Despite years of persistent allegations and categorical denials of taking performance-enhancing drugs, when the US Anti-Doping Agency in 2012 found that Lance Armstrong’s career was not only punctuated by drug use but that he was also the mastermind behind one of the most systematic doping programmes cycling had ever seen, it hardly sent shockwaves throughout the sporting world. For his most ardent fans, however, it was the tangled web of deceit, woven on the back of a seemingly insurmountable battle with cancer to win the Tour de France seven consecutive times, that was the ultimate betrayal.
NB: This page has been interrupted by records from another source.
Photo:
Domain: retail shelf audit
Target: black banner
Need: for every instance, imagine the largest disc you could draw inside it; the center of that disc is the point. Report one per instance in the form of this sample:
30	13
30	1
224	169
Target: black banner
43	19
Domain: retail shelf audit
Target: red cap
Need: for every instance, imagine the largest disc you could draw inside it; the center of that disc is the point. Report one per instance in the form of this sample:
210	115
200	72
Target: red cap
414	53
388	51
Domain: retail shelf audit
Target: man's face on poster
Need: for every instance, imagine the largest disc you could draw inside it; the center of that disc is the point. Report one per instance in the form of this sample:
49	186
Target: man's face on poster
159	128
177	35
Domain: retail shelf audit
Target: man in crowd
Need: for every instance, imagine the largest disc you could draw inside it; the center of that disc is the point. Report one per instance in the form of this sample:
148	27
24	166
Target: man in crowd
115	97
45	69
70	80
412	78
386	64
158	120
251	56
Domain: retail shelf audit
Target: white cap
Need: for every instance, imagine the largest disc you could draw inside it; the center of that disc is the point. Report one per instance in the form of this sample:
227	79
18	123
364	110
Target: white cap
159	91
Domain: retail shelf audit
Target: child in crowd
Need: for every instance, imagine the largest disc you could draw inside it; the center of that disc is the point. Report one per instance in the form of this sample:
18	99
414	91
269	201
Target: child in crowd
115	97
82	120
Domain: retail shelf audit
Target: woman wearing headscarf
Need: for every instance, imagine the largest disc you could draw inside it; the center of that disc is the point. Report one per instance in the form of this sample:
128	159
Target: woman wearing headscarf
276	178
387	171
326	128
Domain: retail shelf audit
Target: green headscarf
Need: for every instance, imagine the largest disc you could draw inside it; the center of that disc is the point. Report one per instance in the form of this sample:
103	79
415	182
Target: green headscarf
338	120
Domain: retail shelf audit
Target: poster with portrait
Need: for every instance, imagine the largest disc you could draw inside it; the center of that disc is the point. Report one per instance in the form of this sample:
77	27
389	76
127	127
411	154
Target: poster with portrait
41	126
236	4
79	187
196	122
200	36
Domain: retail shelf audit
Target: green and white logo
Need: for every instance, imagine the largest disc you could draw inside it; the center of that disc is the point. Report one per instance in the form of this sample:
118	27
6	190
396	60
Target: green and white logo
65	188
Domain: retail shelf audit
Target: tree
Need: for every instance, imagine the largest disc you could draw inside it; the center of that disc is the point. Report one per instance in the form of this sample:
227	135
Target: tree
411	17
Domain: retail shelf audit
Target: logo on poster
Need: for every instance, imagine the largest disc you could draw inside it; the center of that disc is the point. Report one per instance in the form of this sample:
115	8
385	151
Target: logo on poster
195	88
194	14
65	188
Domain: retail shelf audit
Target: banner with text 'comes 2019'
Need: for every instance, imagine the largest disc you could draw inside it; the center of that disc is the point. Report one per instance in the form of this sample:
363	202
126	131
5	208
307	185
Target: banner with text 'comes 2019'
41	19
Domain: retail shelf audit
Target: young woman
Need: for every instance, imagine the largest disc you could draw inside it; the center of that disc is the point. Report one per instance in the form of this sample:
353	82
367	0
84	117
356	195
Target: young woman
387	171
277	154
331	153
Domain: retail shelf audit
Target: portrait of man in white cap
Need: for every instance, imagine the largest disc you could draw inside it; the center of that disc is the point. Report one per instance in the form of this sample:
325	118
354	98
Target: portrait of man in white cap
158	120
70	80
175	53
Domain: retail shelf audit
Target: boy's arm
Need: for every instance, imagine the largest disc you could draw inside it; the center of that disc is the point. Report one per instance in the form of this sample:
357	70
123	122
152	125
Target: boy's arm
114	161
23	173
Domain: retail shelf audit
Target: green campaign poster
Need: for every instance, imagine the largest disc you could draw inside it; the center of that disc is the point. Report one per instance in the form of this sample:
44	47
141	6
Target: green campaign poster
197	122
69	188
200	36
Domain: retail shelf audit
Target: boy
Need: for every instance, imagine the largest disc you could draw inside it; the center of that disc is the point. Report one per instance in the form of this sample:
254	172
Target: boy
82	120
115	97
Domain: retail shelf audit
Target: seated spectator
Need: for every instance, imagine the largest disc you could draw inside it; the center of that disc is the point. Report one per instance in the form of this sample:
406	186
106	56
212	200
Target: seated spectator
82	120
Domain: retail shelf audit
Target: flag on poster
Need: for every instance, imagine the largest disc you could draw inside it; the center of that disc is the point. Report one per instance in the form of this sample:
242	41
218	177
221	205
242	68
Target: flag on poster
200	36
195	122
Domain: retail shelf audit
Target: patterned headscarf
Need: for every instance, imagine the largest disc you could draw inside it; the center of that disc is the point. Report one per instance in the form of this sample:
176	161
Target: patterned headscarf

Acclaimed filmmaker Alex Gibney laid bare such perennial cat-and-mouse games between the media and the ignominious cyclist in his fly-on-the-wall documentary The Armstrong Lie in 2013, which not only challenged audiences’ perception of honesty but also ruffled Gibney’s own objectives in uncovering the ultimate truth, such was the conviction of the fabulist’s own sympathetic narrative.

British director Stephen Frears’ dramatization The Program, is not a fictional recounting of Gibney’s documentary but is rather an adaptation from David Walsh’s book, Seven Deadly Sins: My Pursuit of Lance Armstrong, the myth-busting sports journalist who spent years trailing the untouchable myth-maker of cycling. Starring Ben Foster as the mercurial champion and Chris O’Dowd as the Irish crusading newshound, Frears’ bio-drama delves into one of the most professionally orchestrated doping programmes in sport, which for almost two decades seemingly hoodwinked the UCI, the media and a legion of fans to allow Armstrong to become one of the greatest cyclists of the twentieth century.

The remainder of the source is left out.